Hrant Dink cinayeti sonrası düşüncelerimi yazmıştım güncel olmasa da forumda paylaşmak istiyorum.
Hepimiz Katiliz,
Herkesin Ermeni, herkesin Samast olduğu haberlerin arasında doğru bilgiyi yakalamak oldukça güç doğrusu. Bir cinayetin ardından, aynı fikirden olanların veya olmayanların ortak bir duruşu gibi algılamıştım “Hepimiz Ermeniyiz” sloganını. Duygusal bir tepki, artık düşüncenin kime ait olursa olsun sahibinin ölümüne sebep olmasına karşı haykırışlarıydı aynı zamanda. Sembolikti kuşkusuz ve kim ne mana ararsa arasın masum geldi ve hala öyle geliyor bana.

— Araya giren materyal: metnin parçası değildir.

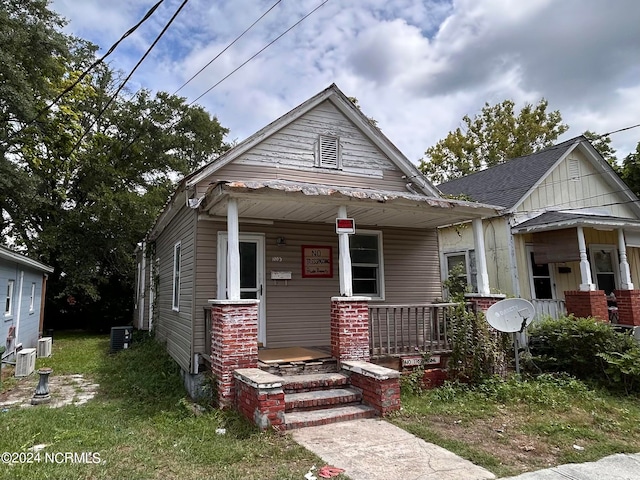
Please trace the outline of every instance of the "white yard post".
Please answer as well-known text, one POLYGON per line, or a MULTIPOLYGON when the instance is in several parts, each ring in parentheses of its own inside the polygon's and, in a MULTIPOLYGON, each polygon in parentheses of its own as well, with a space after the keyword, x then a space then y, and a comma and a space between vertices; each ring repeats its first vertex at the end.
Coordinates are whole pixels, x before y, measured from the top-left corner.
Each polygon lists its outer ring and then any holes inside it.
POLYGON ((487 255, 484 247, 484 231, 482 229, 482 219, 474 218, 473 225, 473 243, 476 250, 476 270, 478 281, 478 293, 480 295, 489 295, 489 273, 487 272, 487 255))
POLYGON ((627 245, 621 228, 618 229, 618 251, 620 252, 620 287, 622 290, 633 290, 631 271, 627 261, 627 245))
POLYGON ((577 227, 578 231, 578 249, 580 250, 580 284, 581 292, 590 292, 596 289, 593 280, 591 279, 591 265, 587 259, 587 245, 584 241, 584 230, 582 227, 577 227))
MULTIPOLYGON (((347 218, 347 207, 338 207, 338 218, 347 218)), ((351 254, 349 253, 349 234, 338 234, 340 295, 353 297, 353 281, 351 278, 351 254)))
POLYGON ((238 227, 238 201, 227 203, 227 298, 240 300, 240 231, 238 227))

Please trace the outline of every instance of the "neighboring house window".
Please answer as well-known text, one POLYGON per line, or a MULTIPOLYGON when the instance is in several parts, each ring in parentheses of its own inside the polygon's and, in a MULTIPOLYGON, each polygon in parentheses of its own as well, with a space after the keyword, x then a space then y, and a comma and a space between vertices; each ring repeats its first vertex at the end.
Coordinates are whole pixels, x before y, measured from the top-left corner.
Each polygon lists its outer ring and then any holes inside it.
POLYGON ((445 253, 446 278, 449 296, 463 295, 469 291, 478 290, 478 276, 476 272, 476 252, 445 253))
POLYGON ((353 294, 384 298, 382 233, 367 232, 349 236, 353 294))
POLYGON ((342 168, 340 139, 329 135, 320 135, 316 152, 316 167, 342 168))
POLYGON ((29 312, 33 313, 36 303, 36 282, 31 284, 31 296, 29 297, 29 312))
POLYGON ((173 247, 173 309, 180 309, 180 242, 173 247))
POLYGON ((4 302, 5 317, 10 317, 11 315, 13 315, 13 287, 15 283, 15 280, 9 280, 7 282, 7 296, 4 302))
POLYGON ((551 280, 551 270, 548 263, 536 263, 535 255, 529 252, 531 260, 531 279, 533 284, 533 298, 552 299, 553 282, 551 280))
POLYGON ((610 245, 592 245, 590 253, 596 286, 598 290, 604 290, 606 295, 610 295, 618 285, 616 249, 610 245))

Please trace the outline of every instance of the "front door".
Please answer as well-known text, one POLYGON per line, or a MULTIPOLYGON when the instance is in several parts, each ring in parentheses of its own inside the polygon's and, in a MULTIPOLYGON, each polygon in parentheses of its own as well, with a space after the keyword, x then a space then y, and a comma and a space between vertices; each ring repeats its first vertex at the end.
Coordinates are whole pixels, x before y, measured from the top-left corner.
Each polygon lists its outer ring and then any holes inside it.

Siyasiler başta olmak üzere, meydanında tartışmayı alevlendirmesi sonucu; stadyumlarda nedenini anlamadan bilmeden binler-onbinler ortak bir haykırışla katil oldular “hepimiz Katiliz (Samast)” diyenler. Hani dinlerde de vardır ya ameller kadar niyetlerde önemli diye. Tıpkı Dink’in yargılanmasında, sözlerinin zorlanarak farklı yorumlanması gibi “Hepimiz Ermeniyiz” sloganı da bir cinayete kurban gitti farkında olunmadan.

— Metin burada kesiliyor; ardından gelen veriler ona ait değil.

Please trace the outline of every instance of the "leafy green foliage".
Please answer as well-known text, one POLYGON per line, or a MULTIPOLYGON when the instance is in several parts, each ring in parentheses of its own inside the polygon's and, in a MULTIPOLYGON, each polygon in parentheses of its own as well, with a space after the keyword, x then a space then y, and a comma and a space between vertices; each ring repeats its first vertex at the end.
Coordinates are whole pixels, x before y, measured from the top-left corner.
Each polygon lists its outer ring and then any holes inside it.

“Hepimiz Ermeniyiz” Hrant Dink’in son yazısındaki güvercinin aralamak istediği barış kapısıydı. Fikrin özgürce uçabildiği şiddetin son bulduğu bir kapıydı. Bu kapı aralansa belki de artık fikrini beyan etmesinden dolayı kimse ölmeyecek ve huzuru bulma fırsatı doğacaktı. İşte gene o karanlık eller bu sloganın arkasındaki özgürlükçü yaklaşımı fark etmiş ve milyonları etkileyebileceği korkusuyla Ermenimisin, Türkmüsün gibi sığ bir tartışma ile bir cinayet daha işlemiş oldu.Bir güvercin daha vurulmuş oldu.
Sizce de acı değimli? Tıpkı son beş senedir yaşanan AB ye girelim mi? Girmeyelim mi? Ondan önce ki senelerde olduğu gibi Kürt Realitesi tanınsın mı? tanınmasın mı gibi? Sonuç ne ya sev ya terk et!
Orhan Pamuğun fikrine katılın veya katılmayın o bir düşünür ve yazar. Sevdiği ülkesinden “ya sev ya terk et diyerek uzaklaştırıldı” birçok düşünür gibi. Sevdiği topraklardan mahrum bırakmış gölgelerin gücü ile terk ettirilmiştir bu ülke.
Kendini vatansever kendilerinden olmayanı vatan haini olarak gören zihniyet sığ sularda boğuşurken aslında vatan haini olduklarını unutuyorlar, asıl bölücülerin kendileri olduğunu unutuyorlar ve az gelişen , gelişmekte zorlanan bir ülkenin gençliğini buluğ çağın da yanlarına çekerek katil üretiyorlar.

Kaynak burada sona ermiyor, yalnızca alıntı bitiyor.